I've written about incremental changes we can make in the package management ecosystem (GitHub's Missing Package Manager) and the importance of package management in general (Package Managers and Developer Productivity).
What open problems might a "universal package manager" solve?
- Satisfiability, Dependency Hell, and NP-Completeness. How do you build a package such that all dependencies are satisfied and each pair of dependencies is compatible? Russ Cox has a series of blog posts (read here) that motivated the need for Go modules. See my Nine Circles of Dependency Hell for a list of what could go wrong.
- Non-standard and idiosyncratic behavior. Yarn's lockfile is almost YAML (but it's not). Pip dependency resolution is not guaranteed to be reproducible.
- Slow installation and non-optimal or bespoke caching. Installing npm packages in development is a much different process than installing them in CI or production. Learning how to write an optimal Dockerfile that includes a language-specific package manager can be difficult and painful (even for experts). Caching methods and infrastructure need to be carefully planned and are different for every language.
- Fragmented ecosystem. If you are serious about your organization's package management, you likely need to host internal versions of pip, npm, cargo, or whatever language package managers your team needs. Some SaaS vendors (e.g., Artifactory) will do this for you, but good cloud services from the hyperscalers don't exist.
What might a universal package manager look like?

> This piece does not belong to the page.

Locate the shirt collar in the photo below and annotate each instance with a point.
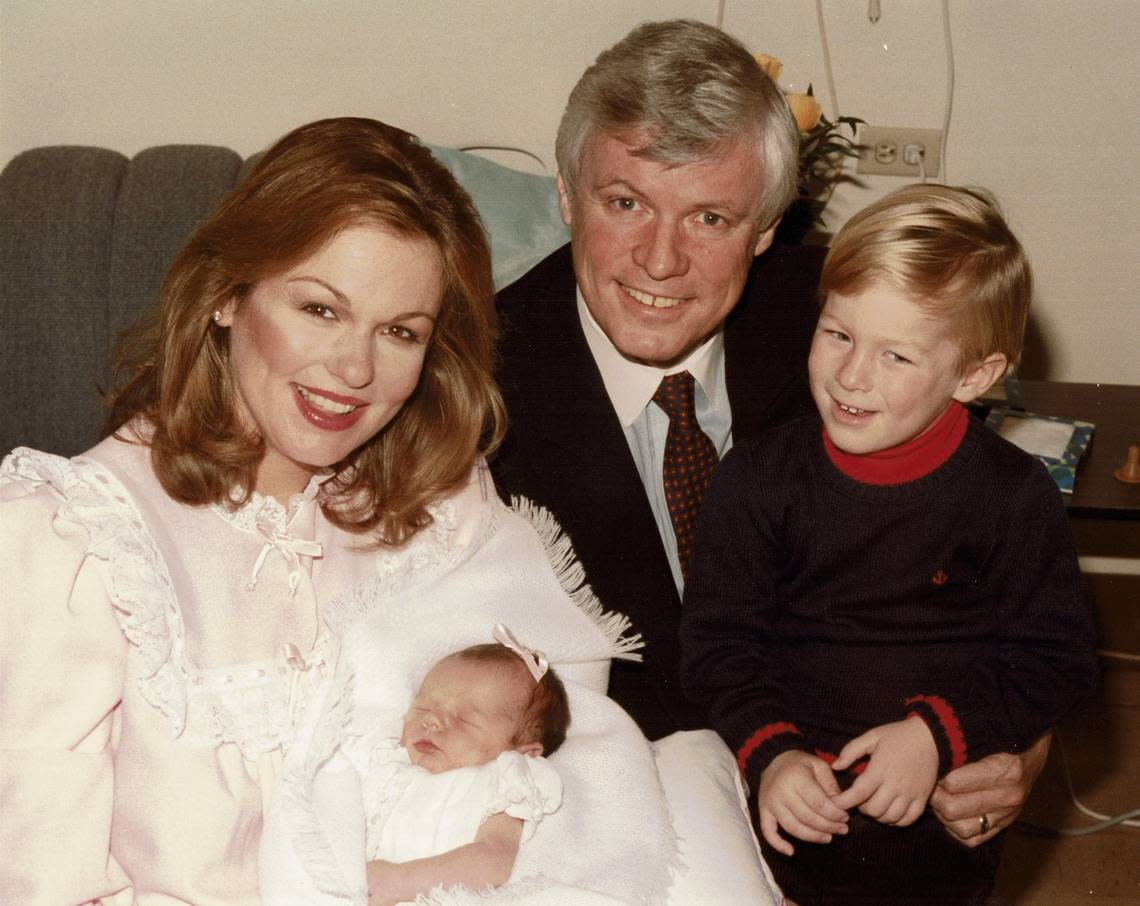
(630, 385)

- A standard interface akin to Language Server Protocols. Maybe there's no single implementation that works across all languages, but there are common operations that all package managers could implement (querying dependencies, calculating checksums, etc.).

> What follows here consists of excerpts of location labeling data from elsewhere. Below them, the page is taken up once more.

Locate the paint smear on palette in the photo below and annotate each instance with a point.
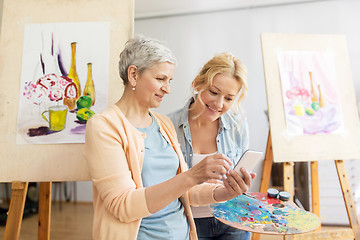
(262, 214)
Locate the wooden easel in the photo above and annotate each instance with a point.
(16, 209)
(288, 167)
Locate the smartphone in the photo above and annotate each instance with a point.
(248, 160)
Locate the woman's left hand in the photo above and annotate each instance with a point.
(234, 185)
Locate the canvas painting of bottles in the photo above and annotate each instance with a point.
(310, 93)
(64, 80)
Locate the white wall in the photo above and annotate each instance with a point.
(195, 38)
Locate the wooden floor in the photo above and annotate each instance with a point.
(73, 222)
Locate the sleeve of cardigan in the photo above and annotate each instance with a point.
(109, 170)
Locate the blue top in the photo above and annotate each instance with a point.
(160, 164)
(232, 139)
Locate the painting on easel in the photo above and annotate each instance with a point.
(311, 100)
(310, 92)
(64, 80)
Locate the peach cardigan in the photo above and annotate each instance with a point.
(114, 151)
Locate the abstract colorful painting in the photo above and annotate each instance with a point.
(256, 212)
(310, 93)
(64, 80)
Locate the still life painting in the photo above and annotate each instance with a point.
(310, 93)
(64, 80)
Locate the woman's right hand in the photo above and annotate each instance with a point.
(211, 167)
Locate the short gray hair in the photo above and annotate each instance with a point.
(143, 52)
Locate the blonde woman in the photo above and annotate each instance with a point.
(211, 123)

- Arbitrary DAG execution and caching layer. My enthusiasm for Docker Buildkit is unmatched (here, here, here, and here). Buildkit can do this, but the tricky part is figuring out what UX makes sense (it's not a Dockerfile). For example, you'll probably want content-addressable caching (Buildkit does this already).
- Declarative and reproducible. Most package managers are approaching a declarative model but aren't there yet. Declarative configuration is necessary in a world with ephemeral cloud resources. Reproducibility is essential to avoid development/production parity problems (but note that reproducibility is a spectrum).
- Shared libraries for dependency resolution. Even if dependency resolution must be different across languages (due to culture and language quirks), the implementation of the algorithms that power dependency resolution can be shared across languages.
- Simple layer over cloud primitives. Package management should be a simple API over cloud storage. Hosting a package repository should be as simple as "bring your own S3".
- No redundancy in publishing. I touched on this in GitHub's Missing Package Manager, but publishing packages from the source should be simple. Today, you have to rewrite build scripts and provide metadata to every service from which users consume your package. That process is manual and error-prone (not to mention insecure).